В пять часов утра 22 июня 1941 года статс-секретарь Вейцзекер позвонил в советское посольство и пригласил посла явиться сейчас же в министерство иностранных дел, Матвей Крупнов сопровождал посла.
Их принял сам Риббентроп. Мигая воспаленными глазами, он сказал с излишним спокойствием:
- На мою долю выпала обязанность сообщить вам, что наши страны находятся в состоянии войны. Я сожалею об этом. - Он подал послу ноту об объявлении войны.
В ноте говорилось, что Германия не может мириться с тем, что Советский Союз сосредоточил у ее границ огромные армии, ведет себя недружелюбно...

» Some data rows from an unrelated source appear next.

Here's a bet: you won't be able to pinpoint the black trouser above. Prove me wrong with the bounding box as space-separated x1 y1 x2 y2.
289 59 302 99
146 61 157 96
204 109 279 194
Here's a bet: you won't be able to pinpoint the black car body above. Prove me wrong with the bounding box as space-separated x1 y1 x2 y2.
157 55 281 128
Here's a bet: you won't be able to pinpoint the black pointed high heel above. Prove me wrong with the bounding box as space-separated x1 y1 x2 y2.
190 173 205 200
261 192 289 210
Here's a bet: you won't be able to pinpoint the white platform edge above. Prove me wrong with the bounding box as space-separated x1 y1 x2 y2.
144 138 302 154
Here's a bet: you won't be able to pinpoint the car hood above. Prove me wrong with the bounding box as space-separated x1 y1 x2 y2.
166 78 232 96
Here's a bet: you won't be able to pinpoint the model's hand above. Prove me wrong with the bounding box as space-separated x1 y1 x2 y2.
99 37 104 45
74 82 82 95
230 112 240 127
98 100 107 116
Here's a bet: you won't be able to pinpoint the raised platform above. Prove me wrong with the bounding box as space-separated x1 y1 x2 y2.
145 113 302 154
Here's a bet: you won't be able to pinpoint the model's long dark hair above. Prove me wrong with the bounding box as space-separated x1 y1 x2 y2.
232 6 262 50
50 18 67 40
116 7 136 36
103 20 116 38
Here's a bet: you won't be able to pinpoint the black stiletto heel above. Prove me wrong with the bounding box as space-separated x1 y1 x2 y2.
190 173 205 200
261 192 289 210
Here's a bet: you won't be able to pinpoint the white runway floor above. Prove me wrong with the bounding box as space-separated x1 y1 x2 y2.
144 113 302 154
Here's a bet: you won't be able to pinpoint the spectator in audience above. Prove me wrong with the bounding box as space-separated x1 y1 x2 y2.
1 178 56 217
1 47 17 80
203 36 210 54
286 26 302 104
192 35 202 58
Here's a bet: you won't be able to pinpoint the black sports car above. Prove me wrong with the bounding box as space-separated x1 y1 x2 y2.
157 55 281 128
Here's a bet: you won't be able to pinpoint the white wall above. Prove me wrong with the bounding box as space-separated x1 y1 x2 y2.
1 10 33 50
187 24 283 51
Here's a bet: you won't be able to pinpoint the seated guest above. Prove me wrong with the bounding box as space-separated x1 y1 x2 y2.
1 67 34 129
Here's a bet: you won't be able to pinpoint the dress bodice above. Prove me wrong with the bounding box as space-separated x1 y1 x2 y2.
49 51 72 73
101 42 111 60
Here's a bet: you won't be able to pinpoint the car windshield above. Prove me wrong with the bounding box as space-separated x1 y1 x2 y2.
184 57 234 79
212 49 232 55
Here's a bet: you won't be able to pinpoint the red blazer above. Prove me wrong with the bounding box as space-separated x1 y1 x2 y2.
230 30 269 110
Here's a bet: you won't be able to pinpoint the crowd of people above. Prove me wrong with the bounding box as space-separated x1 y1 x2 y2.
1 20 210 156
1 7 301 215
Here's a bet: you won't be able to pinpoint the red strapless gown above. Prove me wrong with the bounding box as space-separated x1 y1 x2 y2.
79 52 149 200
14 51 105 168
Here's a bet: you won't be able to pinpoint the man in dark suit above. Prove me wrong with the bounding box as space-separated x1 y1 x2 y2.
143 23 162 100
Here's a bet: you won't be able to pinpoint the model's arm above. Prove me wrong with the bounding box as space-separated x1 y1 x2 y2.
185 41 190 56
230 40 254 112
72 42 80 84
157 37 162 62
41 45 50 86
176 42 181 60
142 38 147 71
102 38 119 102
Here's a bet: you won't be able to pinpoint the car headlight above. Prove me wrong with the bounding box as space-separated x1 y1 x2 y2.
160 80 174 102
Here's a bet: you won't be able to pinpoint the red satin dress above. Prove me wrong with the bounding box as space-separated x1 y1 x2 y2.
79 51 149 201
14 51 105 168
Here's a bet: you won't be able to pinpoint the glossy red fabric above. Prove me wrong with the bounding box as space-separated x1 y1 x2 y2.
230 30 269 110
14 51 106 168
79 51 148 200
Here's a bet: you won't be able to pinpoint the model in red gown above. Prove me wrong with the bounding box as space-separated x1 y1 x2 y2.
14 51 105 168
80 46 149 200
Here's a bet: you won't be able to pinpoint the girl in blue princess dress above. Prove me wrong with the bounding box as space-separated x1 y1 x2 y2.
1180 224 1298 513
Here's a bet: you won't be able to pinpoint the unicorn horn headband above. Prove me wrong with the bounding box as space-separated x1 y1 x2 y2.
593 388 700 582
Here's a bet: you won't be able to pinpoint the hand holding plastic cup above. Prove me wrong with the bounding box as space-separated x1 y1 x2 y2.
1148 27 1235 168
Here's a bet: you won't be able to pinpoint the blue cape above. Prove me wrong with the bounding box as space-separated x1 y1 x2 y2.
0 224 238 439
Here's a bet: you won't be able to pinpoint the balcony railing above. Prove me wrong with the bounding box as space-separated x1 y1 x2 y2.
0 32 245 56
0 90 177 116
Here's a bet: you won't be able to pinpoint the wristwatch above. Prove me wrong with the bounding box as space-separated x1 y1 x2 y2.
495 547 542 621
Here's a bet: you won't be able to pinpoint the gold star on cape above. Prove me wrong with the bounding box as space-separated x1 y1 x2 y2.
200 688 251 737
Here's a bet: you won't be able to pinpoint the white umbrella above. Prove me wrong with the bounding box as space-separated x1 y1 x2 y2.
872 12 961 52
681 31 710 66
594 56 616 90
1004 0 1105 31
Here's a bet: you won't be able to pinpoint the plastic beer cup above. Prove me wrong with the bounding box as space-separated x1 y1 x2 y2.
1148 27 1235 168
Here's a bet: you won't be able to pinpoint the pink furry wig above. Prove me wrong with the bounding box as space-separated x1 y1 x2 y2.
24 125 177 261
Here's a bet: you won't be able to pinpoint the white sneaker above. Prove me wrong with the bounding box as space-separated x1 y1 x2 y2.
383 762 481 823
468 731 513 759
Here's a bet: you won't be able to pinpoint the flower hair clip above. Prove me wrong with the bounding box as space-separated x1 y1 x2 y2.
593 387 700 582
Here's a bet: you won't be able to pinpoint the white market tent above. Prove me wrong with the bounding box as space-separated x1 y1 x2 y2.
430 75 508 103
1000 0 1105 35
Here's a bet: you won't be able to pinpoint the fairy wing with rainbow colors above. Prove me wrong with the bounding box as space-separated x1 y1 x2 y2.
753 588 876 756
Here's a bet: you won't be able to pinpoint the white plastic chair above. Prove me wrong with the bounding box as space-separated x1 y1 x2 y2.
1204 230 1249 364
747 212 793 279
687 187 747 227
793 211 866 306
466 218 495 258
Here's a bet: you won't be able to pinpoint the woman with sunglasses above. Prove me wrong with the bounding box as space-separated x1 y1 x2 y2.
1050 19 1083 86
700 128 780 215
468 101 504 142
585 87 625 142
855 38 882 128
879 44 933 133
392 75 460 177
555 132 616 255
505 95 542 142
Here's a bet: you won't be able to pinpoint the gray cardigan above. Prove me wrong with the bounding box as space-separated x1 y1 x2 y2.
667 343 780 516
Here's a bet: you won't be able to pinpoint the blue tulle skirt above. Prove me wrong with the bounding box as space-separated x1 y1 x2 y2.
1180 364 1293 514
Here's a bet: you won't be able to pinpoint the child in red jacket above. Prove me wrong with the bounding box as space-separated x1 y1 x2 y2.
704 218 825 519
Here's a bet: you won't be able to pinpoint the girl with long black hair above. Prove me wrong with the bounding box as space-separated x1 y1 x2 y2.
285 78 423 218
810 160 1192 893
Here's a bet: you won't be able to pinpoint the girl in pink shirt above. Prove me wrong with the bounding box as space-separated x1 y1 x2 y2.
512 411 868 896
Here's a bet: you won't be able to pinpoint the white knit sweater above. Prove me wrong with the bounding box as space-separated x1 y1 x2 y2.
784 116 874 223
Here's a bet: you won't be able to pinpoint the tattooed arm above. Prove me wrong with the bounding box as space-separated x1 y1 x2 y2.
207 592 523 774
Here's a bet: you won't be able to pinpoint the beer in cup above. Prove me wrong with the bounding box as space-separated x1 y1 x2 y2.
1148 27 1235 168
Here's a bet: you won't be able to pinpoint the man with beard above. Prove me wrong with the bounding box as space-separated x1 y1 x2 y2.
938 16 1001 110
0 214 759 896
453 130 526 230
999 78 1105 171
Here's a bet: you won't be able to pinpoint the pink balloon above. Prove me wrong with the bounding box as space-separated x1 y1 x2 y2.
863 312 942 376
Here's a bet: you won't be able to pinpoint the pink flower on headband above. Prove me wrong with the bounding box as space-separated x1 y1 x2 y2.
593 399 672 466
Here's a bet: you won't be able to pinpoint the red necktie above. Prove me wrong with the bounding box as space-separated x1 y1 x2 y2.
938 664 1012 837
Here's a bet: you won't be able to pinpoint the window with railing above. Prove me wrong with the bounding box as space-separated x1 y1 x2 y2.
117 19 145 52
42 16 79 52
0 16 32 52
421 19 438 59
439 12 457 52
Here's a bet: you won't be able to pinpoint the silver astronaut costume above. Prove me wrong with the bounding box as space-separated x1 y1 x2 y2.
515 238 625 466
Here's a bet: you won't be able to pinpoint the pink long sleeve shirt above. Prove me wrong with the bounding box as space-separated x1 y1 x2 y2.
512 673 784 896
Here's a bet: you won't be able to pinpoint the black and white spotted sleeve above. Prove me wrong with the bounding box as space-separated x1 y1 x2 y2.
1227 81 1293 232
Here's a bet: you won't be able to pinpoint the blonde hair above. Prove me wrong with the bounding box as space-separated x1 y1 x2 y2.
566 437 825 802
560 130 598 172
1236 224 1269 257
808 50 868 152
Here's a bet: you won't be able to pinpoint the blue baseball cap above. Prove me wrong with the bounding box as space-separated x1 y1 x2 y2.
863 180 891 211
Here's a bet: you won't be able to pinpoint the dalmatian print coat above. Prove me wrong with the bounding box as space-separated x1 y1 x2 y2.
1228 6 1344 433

- Германия сделала трагическую ошибку, - заявил посол.
- Она еще пожнет горькие плоды своего вероломства, - сказал, не одержав себя, Крупнов.
Риббентроп криво усмехнулся.
- Ваши интересы будет представлять, вероятно, Швеция или Турция. Обмен посольствами будет проведен через Турцию. Вы, как и прежде, в полной безопасности. Прошу вас заметить: в пять часов пятнадцать минут я поставил вас в известность о состоянии войны. Шуленбург в Москве сделал то же самое. - Риббентроп наклонил голову.